Add additional stop words to remove filler words that are not signifcant to the meaning of the lyrical data. Also clean up the text with the preprocess function.

In [None]:
# add more stop words (the section headers)
stop_words.extend(['yes', 'yah', 'ey', 'mi', 'oh', 'da', 'woah', 'mm',
                   'mmm', 'dum', 'hmm', 'ooh', 'la', 'ah', 'na', 'eh', 'uh',
                   'ha', 'ooh', 'ayy', 'em', 'woo', 'uh',
                   'got','wanna','gonna','gotta','gon','cause','way','right','say',
                   'keep', 'see', 'want', 'feel', 'let', 'come', 'still', 'back', 'tell'
                   , 'already', 'ya', 'hey', 'lo', 'aye', 'ba', 'beh', 'yeh', 'ddu', 'ay',
                   'ta', 'one', 'u', 'one', 'make', 'could', 'would', 'always'])
lemmatizer = WordNetLemmatizer()

def preprocess(text):
    #removes section headers
    text = re.sub(r"\[[^\]]+\]", "", text)
    tokens = []

    for word in simple_preprocess(text, deacc=True):
        if word not in stop_words:
            tokens.append(lemmatizer.lemmatize(word))

    return tokens

In [None]:
LDA_topic_df['tokens'] = LDA_topic_df['lyrics'].apply(preprocess)

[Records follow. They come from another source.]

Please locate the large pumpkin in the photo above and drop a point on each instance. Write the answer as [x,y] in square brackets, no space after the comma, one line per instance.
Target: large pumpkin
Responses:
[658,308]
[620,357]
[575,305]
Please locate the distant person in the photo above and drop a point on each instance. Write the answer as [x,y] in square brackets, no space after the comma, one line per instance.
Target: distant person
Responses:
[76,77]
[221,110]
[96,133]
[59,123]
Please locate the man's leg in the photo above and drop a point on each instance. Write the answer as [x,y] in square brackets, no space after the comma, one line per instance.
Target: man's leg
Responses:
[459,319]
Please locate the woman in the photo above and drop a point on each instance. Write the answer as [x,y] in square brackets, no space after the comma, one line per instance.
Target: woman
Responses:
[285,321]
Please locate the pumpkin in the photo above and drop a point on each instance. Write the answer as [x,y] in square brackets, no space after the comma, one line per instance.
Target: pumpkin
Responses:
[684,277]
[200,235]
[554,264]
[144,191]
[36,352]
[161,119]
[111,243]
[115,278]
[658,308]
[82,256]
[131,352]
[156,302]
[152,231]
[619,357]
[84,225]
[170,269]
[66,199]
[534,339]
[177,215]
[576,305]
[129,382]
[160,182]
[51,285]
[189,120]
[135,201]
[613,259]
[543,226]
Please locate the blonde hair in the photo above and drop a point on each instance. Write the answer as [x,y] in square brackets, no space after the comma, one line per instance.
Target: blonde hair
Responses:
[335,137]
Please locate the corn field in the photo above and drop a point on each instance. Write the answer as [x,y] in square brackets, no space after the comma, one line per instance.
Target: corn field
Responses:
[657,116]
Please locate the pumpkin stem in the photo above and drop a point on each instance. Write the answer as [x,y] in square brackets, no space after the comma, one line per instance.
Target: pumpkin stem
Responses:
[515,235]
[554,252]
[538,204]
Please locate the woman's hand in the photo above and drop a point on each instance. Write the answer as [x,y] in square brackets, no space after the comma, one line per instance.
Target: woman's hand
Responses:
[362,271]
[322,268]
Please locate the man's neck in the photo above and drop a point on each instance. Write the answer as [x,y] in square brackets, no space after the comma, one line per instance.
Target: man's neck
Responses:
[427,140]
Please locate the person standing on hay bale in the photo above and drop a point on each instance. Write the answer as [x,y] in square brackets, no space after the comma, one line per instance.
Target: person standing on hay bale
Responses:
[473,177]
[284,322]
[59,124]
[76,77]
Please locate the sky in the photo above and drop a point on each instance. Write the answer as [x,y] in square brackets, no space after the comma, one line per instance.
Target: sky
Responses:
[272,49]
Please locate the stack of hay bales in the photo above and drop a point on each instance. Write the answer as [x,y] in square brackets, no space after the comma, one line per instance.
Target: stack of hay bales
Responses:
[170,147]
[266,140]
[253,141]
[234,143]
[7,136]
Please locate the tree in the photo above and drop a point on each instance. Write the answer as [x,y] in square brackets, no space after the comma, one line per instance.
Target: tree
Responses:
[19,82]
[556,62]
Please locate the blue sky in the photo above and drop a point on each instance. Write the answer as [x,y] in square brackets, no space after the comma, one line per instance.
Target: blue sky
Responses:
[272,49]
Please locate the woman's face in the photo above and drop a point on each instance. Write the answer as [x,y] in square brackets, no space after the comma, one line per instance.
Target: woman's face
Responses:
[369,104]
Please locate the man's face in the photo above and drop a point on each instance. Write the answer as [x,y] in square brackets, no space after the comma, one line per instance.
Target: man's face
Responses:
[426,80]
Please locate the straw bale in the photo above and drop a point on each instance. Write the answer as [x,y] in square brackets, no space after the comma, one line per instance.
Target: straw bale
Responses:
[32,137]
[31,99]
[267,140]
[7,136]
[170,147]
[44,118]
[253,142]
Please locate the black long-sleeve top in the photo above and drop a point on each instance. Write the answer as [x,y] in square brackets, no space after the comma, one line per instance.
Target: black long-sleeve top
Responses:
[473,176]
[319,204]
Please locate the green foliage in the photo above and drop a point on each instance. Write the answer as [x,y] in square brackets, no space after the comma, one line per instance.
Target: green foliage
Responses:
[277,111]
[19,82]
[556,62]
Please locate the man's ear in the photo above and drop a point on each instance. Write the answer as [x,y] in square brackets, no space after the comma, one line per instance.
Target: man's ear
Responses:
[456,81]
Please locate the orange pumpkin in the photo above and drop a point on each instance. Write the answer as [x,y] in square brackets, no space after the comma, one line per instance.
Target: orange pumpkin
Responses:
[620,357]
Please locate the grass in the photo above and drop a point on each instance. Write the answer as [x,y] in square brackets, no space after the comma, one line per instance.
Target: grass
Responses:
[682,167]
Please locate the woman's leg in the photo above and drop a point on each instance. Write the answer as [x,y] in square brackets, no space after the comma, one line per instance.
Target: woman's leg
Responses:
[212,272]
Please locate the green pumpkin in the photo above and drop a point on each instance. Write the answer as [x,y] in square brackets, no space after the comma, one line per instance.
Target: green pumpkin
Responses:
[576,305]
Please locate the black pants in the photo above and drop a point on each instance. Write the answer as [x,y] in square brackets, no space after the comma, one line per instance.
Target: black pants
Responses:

Save the LDA token csv to prevent retokenization

In [None]:
token_path = folder_path + 'spotify_lda_tokens.csv'
LDA_topic_df.to_csv(token_path)

LDA_topic_df = pd.read_csv(token_path)
LDA_topic_df['tokens'].isna().sum()

Create a corpus that consists of the tokenized works and how often they occur in the song.

In [None]:
# LDA_topic_df = LDA_topic_df.sample(5000)
LDA_topic_df['tokens'] = LDA_topic_df['tokens'].apply(ast.literal_eval)
dictionary = corpora.Dictionary(LDA_topic_df['tokens'])
dictionary.filter_extremes(no_below = 10, no_above=0.25)

corpus = []
for tokens in LDA_topic_df['tokens']:
    corpus.append(dictionary.doc2bow(tokens))

In [None]:
print(corpus[100])

Pass the corpus and our bag of words to LDA Model, then identify 8 clusters which will be our topics.

In [None]:
num_topics = 8
lda_model = LdaModel(corpus, num_topics, dictionary, passes = 10)

In [None]:
for i, topic in lda_model.show_topics(formatted=False, num_words=10):
    words = ", ".join([word for word, _ in topic])
    print(f"Topic {i}: {words}")

In [None]:
import numpy as np
import pandas as pd

topic_vecs = []

for bow in corpus:
    # get_document_topics
    doc_topics = lda_model.get_document_topics(bow, minimum_probability=0.0)
    # sort by topic_id
    probs = np.array([prob for _, prob in sorted(doc_topics, key=lambda x: x[0])])
    topic_vecs.append(probs)

topic_matrix = np.vstack(topic_vecs)

dominant_topics = topic_matrix.argmax(axis=1)  # array of ints in [0, num_topics)

# append back to the data frame with a column name, 'dominant_topic
LDA_topic_df = LDA_topic_df.reset_index(drop=True)
LDA_topic_df['dominant_topic'] = dominant_topics

print(LDA_topic_df[['lyrics','dominant_topic']].head())

## Combine Dataset


Merge the two datasets and download the resulting csv. It will then be cleaned and turned into numeric values in the Neural Network notebook.

In [None]:
# if the dataframes need to be reloaded, uncomment the following
sentiment_df_path = folder_path + 'spotify_with_sentiment.csv'
LDA_topic_df_path = folder_path + 'spotify_lda_topics.csv'
sentiment_df = pd.read_csv(sentiment_df_path)
LDA_topic_df = pd.read_csv(LDA_topic_df_path)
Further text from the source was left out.